Elly didn't understand why they weren't helping the injured man.
"Because that's not just any man." The trail boss explained. "That's Canebrake Divinity, the mysterious outlaw and pistoleer, and he wants to rob our wagon train."

"Who?" Elly asked.

"Canebrake Divinity!" Canebrake Divinity bellowed, being close enough to participate in the conversation.

"Canebrake Divinity." The trail boss repeated to Elly. "He's an outlaw and pistoleer and he's very mysterious."

"Extremely mysterious." Canebrake pointed out from the bottom of the gully. "And I'm also the purest outlaw there ever was."

"Yeah, but he's hurt." Elly switched her stare from the trail boss to the gully. "You're hurt!"

"No I'm not." Canebrake replied. "Now stick 'em up!"

"Yes, you are." Elly informed the gully. "You've been down there for hours, making all of the sounds of agony."

"Not true, I'm fine." Canebrake huffed. "Must have been an egret you heard."

"Egrets don't live in the desert."

"I know; that's probably why she's so sad."

Elly's father grabbed her by the arm.
"No talking to outlaws."
He started dragging her to their wagon.

Elly tore free of her father's grasp.
"Father, that is an injured man down there and he's badly in need of our help."

The trail boss shook his head. "Wrong Elly, listen to your father and put Canebrake from your mind. He's an outlaw through and through, beyond and beneath our help--all he knows are tangled foes and blood-lust delirium."

Down in the gully Canebrake softly whistled his appreciation.
"Nice line for a trail boss." He murmured and tried to draw his knife. But his shoulder was badly dislocated and when it spasmed he stabbed himself in the thigh.

The wagon train rolled on at dawn; Canebrake failed to stick it up--even the purest outlaws slip up from time to time. Two weeks later Elly caught fever and died. Her father called her a whiner right up until the end.

Canebrake Divinity had been following the wagon train, still determined to stick it up. He broke down when he reached Elly's grave, and tears on the cheeks of outlaws are the saddest tears of all. Canebrake stole the hand-carved plank, the only proof that Elly came west. The theft was reflexive and without intent. Canebrake kept it with him always and thought of Elly wherever he went.

The End

Want more Canebrake Divinity?


At 3:42 AM, Blogger Sharon said...

I think I was Elly Alsworth in another life.

Very finely done.

At 6:31 AM, Anonymous Nicolas Papaconstantinou said...

Canebrake Divinity is a hard sonovabitch, but ain't we all suckers for an "Elly"?

At 3:07 PM, Anonymous Old Horsetail Snake said...

You know, if you stuck some more ifs ands buts and howdy-dos in this piece, you could pret' near have a whole book. I know Canebrake would preciate it.

At 4:03 PM, Blogger Faceless Henchwoman said...

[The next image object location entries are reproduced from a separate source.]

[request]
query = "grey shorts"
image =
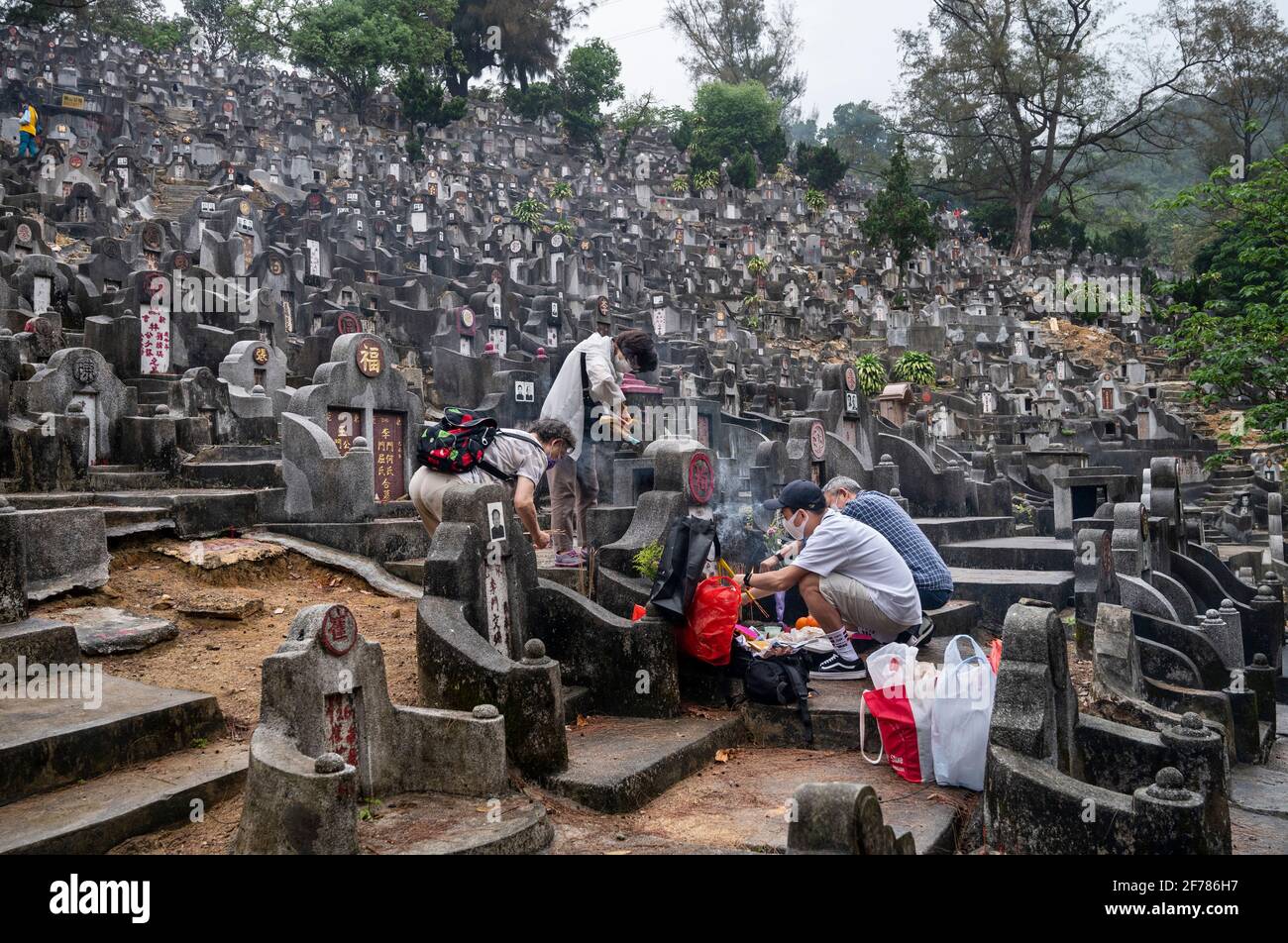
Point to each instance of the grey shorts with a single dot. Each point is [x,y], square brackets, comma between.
[857,607]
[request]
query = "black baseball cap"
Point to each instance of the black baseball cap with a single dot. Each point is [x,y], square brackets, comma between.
[799,495]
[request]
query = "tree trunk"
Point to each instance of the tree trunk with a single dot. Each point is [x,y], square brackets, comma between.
[1024,213]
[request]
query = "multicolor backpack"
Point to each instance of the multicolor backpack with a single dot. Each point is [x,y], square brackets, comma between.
[458,445]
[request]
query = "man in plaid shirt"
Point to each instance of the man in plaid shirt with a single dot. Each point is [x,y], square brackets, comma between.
[883,514]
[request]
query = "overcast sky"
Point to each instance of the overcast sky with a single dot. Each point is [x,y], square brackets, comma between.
[848,47]
[848,52]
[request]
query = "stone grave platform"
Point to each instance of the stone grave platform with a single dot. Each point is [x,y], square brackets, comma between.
[46,744]
[91,817]
[619,764]
[441,823]
[103,630]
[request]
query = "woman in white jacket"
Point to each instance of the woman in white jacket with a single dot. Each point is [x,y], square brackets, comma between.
[587,389]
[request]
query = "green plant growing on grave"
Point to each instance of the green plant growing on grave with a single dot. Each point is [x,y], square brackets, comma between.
[706,179]
[897,215]
[529,211]
[1231,307]
[872,373]
[915,367]
[648,561]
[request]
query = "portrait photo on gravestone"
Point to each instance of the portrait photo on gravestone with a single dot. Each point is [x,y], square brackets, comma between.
[673,428]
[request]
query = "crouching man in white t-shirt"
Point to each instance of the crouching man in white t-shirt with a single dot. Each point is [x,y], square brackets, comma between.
[849,576]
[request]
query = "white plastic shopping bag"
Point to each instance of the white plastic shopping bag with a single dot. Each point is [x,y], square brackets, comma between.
[964,707]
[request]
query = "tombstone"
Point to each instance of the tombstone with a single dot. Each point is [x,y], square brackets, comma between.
[329,737]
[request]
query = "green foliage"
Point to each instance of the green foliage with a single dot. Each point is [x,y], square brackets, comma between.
[648,561]
[361,44]
[898,217]
[520,38]
[730,120]
[1233,309]
[529,211]
[861,136]
[706,179]
[533,102]
[743,171]
[915,367]
[589,81]
[423,99]
[822,166]
[872,373]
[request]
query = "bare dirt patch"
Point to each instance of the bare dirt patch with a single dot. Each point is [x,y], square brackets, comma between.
[223,656]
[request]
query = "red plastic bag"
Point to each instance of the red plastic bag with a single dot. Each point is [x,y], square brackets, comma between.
[707,634]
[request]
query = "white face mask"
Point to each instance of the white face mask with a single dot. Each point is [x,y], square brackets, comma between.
[795,530]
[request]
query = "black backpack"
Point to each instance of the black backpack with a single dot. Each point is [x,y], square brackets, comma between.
[781,681]
[688,544]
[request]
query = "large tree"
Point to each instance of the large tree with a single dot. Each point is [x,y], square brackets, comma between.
[733,123]
[520,38]
[739,42]
[1026,98]
[361,44]
[861,134]
[1233,305]
[215,20]
[588,81]
[1241,99]
[897,217]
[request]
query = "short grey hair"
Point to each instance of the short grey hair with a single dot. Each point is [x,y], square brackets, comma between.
[841,482]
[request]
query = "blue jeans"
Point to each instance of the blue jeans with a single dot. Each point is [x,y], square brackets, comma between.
[934,599]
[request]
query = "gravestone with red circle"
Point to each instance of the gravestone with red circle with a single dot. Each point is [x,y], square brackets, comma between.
[339,630]
[700,478]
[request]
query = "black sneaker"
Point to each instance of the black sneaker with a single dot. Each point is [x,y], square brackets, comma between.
[914,637]
[837,668]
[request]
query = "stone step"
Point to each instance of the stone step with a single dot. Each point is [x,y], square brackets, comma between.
[953,530]
[576,701]
[957,617]
[237,453]
[39,641]
[438,823]
[411,571]
[94,815]
[233,474]
[127,480]
[1010,553]
[996,590]
[124,521]
[52,742]
[619,764]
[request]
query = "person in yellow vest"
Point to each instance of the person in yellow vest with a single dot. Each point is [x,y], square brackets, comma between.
[27,131]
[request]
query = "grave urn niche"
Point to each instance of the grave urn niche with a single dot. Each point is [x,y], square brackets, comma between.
[356,425]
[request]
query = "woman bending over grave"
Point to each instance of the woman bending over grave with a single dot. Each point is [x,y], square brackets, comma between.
[588,395]
[514,457]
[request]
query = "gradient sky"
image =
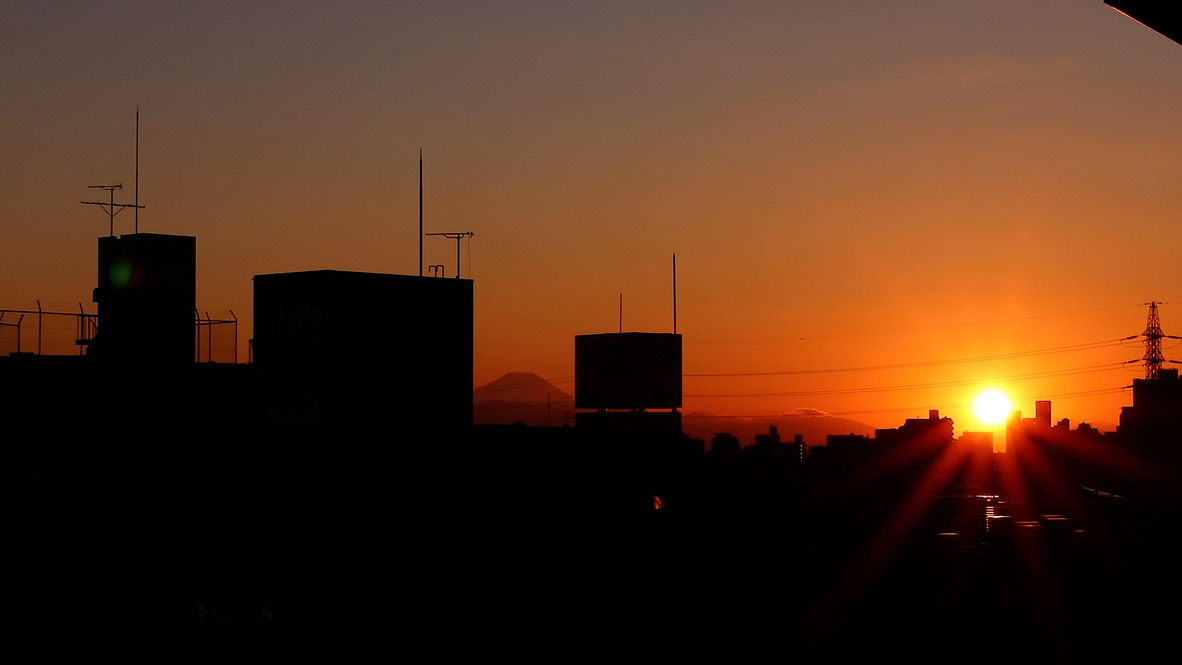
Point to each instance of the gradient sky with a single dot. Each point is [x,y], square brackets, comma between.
[845,184]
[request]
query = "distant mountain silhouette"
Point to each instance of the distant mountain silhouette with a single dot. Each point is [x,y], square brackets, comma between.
[519,386]
[521,397]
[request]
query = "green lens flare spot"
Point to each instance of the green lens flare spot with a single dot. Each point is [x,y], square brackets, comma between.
[121,273]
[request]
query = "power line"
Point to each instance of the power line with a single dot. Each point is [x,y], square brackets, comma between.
[913,386]
[924,363]
[921,328]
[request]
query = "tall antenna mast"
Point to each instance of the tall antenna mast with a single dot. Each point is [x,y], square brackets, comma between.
[456,236]
[675,293]
[137,169]
[111,208]
[1154,336]
[421,216]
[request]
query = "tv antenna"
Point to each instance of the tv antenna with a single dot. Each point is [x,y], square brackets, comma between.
[111,208]
[456,236]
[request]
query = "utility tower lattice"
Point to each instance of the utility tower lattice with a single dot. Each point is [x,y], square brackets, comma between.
[1153,336]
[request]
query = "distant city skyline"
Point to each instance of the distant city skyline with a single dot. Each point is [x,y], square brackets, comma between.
[848,186]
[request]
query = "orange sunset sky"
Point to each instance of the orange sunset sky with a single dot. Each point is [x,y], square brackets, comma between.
[845,184]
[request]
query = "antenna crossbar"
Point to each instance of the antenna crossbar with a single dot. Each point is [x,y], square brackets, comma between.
[456,236]
[110,207]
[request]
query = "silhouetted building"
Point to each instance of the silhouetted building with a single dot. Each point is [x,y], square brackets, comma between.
[147,299]
[725,444]
[365,391]
[348,352]
[630,371]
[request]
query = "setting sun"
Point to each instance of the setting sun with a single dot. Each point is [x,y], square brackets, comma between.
[992,406]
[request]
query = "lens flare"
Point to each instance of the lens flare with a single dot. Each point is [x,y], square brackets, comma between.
[992,406]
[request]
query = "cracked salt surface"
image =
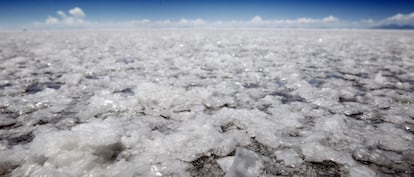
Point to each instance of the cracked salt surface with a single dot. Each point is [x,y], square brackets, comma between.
[207,103]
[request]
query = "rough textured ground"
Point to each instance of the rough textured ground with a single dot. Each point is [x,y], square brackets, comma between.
[207,103]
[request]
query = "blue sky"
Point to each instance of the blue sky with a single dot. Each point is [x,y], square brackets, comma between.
[22,13]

You've done it again, Latigo.

At 3:28 PM, Blogger Trevor Record said...

Obvioulsy some one made a mistake when they picked "lawyer from boston" instead of "doctor from new york".

At 12:45 AM, Blogger Latigo Flint said...

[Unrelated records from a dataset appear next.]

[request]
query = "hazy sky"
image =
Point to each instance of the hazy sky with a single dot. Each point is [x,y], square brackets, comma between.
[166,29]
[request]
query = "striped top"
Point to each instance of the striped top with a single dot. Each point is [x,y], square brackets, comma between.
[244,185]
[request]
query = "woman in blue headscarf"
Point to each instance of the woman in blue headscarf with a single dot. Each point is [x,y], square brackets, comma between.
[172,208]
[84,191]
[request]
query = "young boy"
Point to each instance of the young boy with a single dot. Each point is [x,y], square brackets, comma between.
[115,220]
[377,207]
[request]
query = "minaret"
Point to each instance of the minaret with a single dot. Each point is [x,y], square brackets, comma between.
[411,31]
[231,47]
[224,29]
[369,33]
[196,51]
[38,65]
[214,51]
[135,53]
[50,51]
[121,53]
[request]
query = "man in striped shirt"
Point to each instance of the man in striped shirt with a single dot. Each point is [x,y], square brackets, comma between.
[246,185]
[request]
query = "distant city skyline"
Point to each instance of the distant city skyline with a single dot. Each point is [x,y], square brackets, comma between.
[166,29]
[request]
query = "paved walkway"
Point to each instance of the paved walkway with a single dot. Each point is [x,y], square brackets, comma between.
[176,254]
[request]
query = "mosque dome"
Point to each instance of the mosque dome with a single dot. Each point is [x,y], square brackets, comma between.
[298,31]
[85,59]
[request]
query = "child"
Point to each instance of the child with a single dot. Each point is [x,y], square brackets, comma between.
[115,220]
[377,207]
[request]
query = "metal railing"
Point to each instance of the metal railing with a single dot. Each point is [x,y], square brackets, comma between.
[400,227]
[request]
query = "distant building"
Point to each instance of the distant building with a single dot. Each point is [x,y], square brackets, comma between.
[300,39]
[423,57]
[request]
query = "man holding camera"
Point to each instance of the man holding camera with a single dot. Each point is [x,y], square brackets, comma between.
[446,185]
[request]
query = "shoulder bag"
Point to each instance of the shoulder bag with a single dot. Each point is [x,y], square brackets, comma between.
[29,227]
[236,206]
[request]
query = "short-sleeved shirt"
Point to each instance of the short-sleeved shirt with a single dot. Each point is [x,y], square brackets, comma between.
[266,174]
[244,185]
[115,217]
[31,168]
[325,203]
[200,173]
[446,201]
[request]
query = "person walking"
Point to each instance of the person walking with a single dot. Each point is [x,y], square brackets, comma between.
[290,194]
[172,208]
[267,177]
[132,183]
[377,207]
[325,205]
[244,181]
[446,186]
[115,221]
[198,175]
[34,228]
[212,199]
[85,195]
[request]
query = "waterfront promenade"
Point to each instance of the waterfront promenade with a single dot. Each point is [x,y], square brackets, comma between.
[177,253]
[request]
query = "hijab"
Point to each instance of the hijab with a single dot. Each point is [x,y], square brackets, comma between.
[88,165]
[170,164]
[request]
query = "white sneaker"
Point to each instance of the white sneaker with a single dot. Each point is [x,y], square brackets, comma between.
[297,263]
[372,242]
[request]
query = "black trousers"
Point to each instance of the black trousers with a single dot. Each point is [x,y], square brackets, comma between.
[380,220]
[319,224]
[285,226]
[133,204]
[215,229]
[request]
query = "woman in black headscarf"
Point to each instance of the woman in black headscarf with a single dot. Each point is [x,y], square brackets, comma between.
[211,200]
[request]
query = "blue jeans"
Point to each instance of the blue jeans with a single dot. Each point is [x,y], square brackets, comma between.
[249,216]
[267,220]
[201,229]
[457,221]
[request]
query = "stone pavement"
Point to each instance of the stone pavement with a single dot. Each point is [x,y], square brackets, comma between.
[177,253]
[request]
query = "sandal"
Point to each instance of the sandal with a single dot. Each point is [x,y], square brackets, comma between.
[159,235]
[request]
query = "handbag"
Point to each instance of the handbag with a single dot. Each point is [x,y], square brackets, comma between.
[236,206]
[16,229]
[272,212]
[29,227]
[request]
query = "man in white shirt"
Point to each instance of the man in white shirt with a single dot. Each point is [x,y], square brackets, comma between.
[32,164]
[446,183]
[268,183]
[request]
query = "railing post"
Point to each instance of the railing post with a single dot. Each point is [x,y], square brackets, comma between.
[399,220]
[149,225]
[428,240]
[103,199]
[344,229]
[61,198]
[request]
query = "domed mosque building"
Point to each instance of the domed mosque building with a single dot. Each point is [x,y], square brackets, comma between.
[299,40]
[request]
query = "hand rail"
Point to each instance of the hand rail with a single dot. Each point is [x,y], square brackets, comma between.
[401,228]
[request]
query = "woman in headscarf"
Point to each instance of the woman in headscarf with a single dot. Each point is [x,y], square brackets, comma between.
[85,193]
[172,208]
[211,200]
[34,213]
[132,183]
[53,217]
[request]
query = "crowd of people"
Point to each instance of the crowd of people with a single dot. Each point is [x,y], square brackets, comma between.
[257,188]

Thank you Sharon. Wouldn't surprise me, wouldn't surprise me one bit.

Yes Nicolas Papaconstantinou, Canebrake Divinity is a hard sonovabitch--a very hard sonovabitch indeed.

Canebrake Divinity is dead Old Hoss, and has been for quite some time now.

And yet Faceless Henchwoman, I still fall asleep alone. Whatever I keep on doing sure don't seem to be much of a loneliness cure.

Well I don't know about that Trevor Record... The Two-Gun Kid was a lawyer from Boston and he had him a horse named Thunder.

At 10:21 AM, Blogger Ari said...

Wait.... I thought tech-guy tears were the saddest of all.

Personally, I think Latty tears disturbing clouds in his coffee are the saddest.